Non-stationary Transformers: Exploring the Stationarity in Time Series Forecasting (NeurIPS 2022)
https://github.com/thuml/Nonstationary_Transformers.
Contents
- Abstract
- Introduction
- Related Works
- Deep Models for TSF
- Stationarization for TSF
- Non-stationary Transformers
- Series Stantionarization
- De-stationary Attention
- Experiments
- Experimental Setups
- Main Results
- Ablation Study
Abstract
Previous studies : use stationarization to attenuate the non-stationarity of TS
\(\rightarrow\) can be less instructive for real-world TS
Non-stationary Transformers
Two interdependent modules:
- (1) Series Stationarization
- unifies the statistics of each input
- converts the output with restored statistics
- (2) De-stationary Attention
- to address over-stationarization problem
- use attention to recover the intrinsic non-stationary information into temporal dependencies
1. Introduction
Non-stationarity of data
- continuous change of statistical properties and joint distribution over time ( makes it less predictable [6, 14] )
- generally acknowledged to pre-process the time series by stationarization [24, 27, 15]

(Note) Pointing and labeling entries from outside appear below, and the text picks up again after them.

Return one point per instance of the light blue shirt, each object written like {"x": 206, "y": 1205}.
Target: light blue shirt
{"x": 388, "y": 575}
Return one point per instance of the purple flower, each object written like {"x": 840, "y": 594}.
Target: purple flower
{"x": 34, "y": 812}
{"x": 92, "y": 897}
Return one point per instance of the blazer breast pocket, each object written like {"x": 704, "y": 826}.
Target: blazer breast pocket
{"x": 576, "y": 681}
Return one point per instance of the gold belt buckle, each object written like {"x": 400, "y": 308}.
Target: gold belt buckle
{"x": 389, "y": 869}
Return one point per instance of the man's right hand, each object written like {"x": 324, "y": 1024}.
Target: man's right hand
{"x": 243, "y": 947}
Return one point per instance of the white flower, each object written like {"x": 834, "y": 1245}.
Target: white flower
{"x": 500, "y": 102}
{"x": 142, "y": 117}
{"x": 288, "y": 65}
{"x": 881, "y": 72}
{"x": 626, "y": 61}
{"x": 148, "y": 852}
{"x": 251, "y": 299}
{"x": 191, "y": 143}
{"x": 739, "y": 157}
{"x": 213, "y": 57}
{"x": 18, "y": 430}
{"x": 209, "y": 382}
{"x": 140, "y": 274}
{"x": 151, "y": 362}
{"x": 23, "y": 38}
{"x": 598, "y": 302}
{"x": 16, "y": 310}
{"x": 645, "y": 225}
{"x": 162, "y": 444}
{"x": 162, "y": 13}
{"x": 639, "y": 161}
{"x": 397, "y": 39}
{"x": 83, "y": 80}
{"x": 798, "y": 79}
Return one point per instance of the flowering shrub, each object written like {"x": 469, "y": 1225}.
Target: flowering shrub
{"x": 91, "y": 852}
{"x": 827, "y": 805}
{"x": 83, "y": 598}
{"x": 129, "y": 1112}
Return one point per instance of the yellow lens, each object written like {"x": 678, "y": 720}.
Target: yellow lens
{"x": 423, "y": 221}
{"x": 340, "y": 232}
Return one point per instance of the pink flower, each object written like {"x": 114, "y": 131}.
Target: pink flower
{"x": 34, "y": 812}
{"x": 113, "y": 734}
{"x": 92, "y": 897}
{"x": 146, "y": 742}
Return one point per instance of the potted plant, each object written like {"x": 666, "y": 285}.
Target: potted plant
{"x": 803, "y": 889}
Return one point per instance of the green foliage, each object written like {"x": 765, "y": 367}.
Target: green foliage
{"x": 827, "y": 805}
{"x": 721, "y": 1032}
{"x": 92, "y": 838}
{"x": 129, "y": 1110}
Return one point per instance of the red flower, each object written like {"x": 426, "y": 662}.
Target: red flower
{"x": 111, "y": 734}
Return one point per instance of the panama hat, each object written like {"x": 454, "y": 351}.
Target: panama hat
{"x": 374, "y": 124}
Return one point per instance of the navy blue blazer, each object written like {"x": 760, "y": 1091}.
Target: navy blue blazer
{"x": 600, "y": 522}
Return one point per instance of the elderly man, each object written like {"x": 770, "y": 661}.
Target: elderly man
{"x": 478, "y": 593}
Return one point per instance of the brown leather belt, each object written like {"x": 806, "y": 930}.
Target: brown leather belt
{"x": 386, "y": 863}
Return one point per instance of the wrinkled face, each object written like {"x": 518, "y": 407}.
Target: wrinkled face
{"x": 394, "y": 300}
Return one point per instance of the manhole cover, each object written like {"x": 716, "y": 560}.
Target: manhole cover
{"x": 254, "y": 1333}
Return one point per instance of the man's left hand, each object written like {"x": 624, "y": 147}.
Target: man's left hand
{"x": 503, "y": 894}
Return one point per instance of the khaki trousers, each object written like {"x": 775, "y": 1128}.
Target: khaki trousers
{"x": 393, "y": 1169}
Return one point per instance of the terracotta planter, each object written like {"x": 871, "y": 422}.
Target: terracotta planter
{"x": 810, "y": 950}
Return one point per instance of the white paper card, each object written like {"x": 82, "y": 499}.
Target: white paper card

However, non-stationarity is the inherent property
\(\rightarrow\) also good guidance for discovering temporal dependencies
Example) Figure 1
-
( Figure 1 (a) ) Transformers can capture distinct temporal dependencies from different series
-
( Figure 1 (b) ) Transformers trained on the stationarized series tend to generate indistinguishable attentions
\(\rightarrow\) over-stationarization problem
- unexpected side-effect … makes Transformers fail to capture eventful temporal dependencies
Key question:
- (1) how to attenuate TS non-stationarity towards better predictability
- (2) mitigate the over-stationarization problem?
Proposal:
- explore the effect of stationarization in TSF
- propose Non-stationary Transformers
Non-stationary Transformers
two interdependent modules:
- (1) Series Stationarization
- to increase the predictability of nonstationary series
- (2) De-stationary Attention
- to alleviate over-stationarization
a) Series Stationarization
- simple normalization strategy
- to unify the key statistics of each series without extra parameters
b) De-stationary Attention
- approximates the attention of unstationarized data
- compensates the intrinsic non-stationarity of raw series
2. Related Works
(1) Deep Models for TSF
- pass
(2) Stationarization for TSF
Adaptive Norm [24]
- applies z-score normalization for each series fragment by global statistics
DAIN [27]
- employs a nonlinear NN to adaptively stationarize TS
RevIN [15]
- two-stage instance normalization
Non-stationary Transformer
- directly stationarizing TS will damage the model’s capability of modeling specific temporal dependency.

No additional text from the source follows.